According to recent Japanese scholarship, the design for Sotatsu’s “The Monk Hasoda” was inspired by an illustration in the Chinese book Xianfa qitsong, “Strange Records of Daoist Monks and Buddhist Priests” published by Hong Yingming in the year 1602. The monk Pozaoduo (J: Hasoda) is said to have viewed his image in a mirror one day and to have concluded: “A concave mirror makes me thin, a convex mirror makes me fat; it is best to break the mirror and return to my original self.” The identity of this monk is obscure but another possibility is the Tang monk Huinong, the Sixth Patriarch, who in fact was canonized as the Dajian Chanshi, “Chan Master of the Great Speculum (Mirror).” A mirror features prominently in the controversy over the successor to the Fifth Patriarch, where poems were written by two claimants to express their degree of understanding. Huinong’s read:
The Bodhi tree is originally not a tree,
The mirror also has no stand.
Buddha nature is always clean and pure,
Where is there room for dust?
The monk here is thus shown on the verge of realizing the emptiness of ultimate reality, at which point the “mirror” or the mind will be discarded.

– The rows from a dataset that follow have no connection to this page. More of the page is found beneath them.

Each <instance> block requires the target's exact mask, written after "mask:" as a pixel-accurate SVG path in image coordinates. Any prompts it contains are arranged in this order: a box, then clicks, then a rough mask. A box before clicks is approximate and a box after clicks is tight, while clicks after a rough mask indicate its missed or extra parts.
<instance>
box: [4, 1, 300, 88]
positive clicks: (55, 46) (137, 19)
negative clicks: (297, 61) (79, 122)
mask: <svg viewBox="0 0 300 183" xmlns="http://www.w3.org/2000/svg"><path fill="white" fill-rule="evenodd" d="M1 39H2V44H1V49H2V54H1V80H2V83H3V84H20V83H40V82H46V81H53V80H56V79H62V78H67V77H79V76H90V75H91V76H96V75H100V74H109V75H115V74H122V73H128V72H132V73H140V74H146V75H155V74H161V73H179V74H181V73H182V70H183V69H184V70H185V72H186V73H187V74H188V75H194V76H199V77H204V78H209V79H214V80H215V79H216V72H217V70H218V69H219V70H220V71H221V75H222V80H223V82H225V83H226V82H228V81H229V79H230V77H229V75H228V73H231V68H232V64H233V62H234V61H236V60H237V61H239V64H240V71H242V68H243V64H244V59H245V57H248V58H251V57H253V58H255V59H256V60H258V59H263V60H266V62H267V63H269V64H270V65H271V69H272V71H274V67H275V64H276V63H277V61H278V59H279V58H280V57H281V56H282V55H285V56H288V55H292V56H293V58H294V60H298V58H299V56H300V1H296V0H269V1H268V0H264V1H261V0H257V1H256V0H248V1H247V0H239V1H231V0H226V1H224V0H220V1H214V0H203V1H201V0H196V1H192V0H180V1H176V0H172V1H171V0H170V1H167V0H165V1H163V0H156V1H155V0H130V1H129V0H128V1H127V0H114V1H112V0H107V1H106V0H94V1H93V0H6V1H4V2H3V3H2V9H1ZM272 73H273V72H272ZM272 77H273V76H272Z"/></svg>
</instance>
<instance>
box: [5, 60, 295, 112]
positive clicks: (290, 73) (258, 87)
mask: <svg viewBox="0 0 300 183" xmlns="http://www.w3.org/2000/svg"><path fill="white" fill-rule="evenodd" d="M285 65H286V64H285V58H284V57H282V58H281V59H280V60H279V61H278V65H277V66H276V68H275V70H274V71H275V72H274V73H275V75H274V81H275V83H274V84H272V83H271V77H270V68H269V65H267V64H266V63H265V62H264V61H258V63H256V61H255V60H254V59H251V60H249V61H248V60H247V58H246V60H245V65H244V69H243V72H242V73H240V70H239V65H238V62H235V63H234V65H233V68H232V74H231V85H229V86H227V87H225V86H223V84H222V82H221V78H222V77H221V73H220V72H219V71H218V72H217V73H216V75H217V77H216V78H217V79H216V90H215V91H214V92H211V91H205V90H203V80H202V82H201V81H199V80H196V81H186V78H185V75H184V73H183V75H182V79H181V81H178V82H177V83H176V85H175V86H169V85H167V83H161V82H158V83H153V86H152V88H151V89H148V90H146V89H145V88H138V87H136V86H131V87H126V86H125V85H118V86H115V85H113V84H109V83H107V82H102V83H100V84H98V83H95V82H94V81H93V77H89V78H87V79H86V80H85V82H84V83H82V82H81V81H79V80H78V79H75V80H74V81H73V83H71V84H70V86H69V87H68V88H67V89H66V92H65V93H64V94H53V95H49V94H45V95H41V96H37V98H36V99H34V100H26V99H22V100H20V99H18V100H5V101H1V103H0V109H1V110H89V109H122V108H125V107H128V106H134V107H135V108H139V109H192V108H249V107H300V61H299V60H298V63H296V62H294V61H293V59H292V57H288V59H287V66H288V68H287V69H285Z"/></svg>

Sotatsu was probably not so interested in the iconography of the subject as in the transformation of his linear model into a more evocative scene rendered in works, as in late Song paintings done by such as Liang Kai, Muqi, and Luochuang. The present painting was almost certainly a screen panel, where it would have appeared as part of a gallery of related Chinese Buddhist characters. Other examples of this practice include his paintings based on the 13th-century work ”Ten Fast Bulls.” Virtually all of these screen panels are signed, as is the present painting. “Sotatsu hokkyo.” The reversed order of his name and his title, “Bridge of the Law,” which usually comes first, places emphasis on his name over his rank, which he held at least by the year 1630.